In the Philippines, a new baby is born every 13 seconds based on up-to-date information from Worldpopulationreview.com. To safeguard the future security of your child, you should follow a few proactive steps.

Proper financial and estate planning will make it easier for you to ensure that your child has security later on in life, when you may not be there to love and protect your son or daughter (or children). When you do some planning, you’ll find that your careful and caring preparations are the key to making your child’s life easier for him or her when he’s older.

Invest in a good life insurance policy

National Guardian Life Insurance asserts that choosing an insurance policy with your own child as a beneficiary will be a practical decision which ensures that your child will have some degree of financial stability in the event that you pass away.

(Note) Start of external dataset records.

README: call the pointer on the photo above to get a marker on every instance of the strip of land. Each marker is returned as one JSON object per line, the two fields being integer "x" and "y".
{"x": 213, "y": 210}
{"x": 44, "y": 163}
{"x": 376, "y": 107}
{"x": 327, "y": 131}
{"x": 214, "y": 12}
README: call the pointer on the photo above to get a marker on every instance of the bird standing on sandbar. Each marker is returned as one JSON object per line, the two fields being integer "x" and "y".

While none of us likes to think about mortality, anything can happen, and smart parents in the Philippines buy life insurance early on, as a protective measure, for their children’s sake.

Many insurance companies also offer services whereby customers may set money aside to cover end-of-life costs and get money to beneficiaries almost immediately. The Republic of the Philippines offers a list of insurance companies which are government-authorized. Check the list to find a suitable provider.

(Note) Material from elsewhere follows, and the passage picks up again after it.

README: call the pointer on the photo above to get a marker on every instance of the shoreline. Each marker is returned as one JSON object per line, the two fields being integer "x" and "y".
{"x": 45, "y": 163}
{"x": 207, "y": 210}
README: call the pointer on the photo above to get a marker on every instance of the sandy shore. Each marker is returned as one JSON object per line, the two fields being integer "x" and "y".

Create a nest egg for your child

Life insurance is important and so is putting together a nest egg, via a savings account, that your child may inherit. Safe investments serve the same purpose. For example, investing in real estate which is someday passed down to your child may be a great way to build future financial security for your son, daughter or children.

Real estate is often a secure investment, if property is in a desirable location and in good condition. You may also want to consider investing. You may be able to get stable returns from stocks, bonds, annuities, bank products and investment funds, such as mutual funds. Once you create a plan to put together a nest egg, you should consult with a lawyer about estate planning. A good lawyer will help you to maximize your child’s inheritance.

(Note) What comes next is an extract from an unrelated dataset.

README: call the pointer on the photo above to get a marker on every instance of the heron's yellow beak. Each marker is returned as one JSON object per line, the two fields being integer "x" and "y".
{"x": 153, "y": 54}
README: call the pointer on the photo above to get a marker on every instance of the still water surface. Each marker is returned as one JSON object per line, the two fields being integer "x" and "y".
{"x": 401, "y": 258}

Add money to a college fund

The last step is starting a college fund for your child. How early you begin the fund will impact how much money you add to it regularly. You’ll need to crunch the numbers in order to determine how much should be saved annually, to cover the cost of post-secondary education and related expenses.

Tuition generally increases in cost by ten percent per year, so factor the cost of inflation into your college fund plan. Then, multiply the cost of tuition for a preferred school (with inflation factored in) by the number of years it will take for your adult child to get a degree. Add the cost of related expenses. Once you have a total, divide it by the number of years until your child is eligible to enroll in a post-secondary educational facility. The final number is what you should save each year. It may not be possible to save as much as you should, but you can try your best.

Start planning for your child’s future today

Financial and estate planning for parents may seem tricky. Starting with life insurance, saving and investments will make it all easier. No matter what you financial situation is, you should take the recommended steps to ensure that your child will have a stable financial future. Buying life insurance is essential. Savings, investments and college funds are smart ideas if you can afford them. The earlier you take steps to ensure the future financial stability of your child, the better. Thanks for reading and till next post!

A happy homemaker is a Happy Pinay Mommy!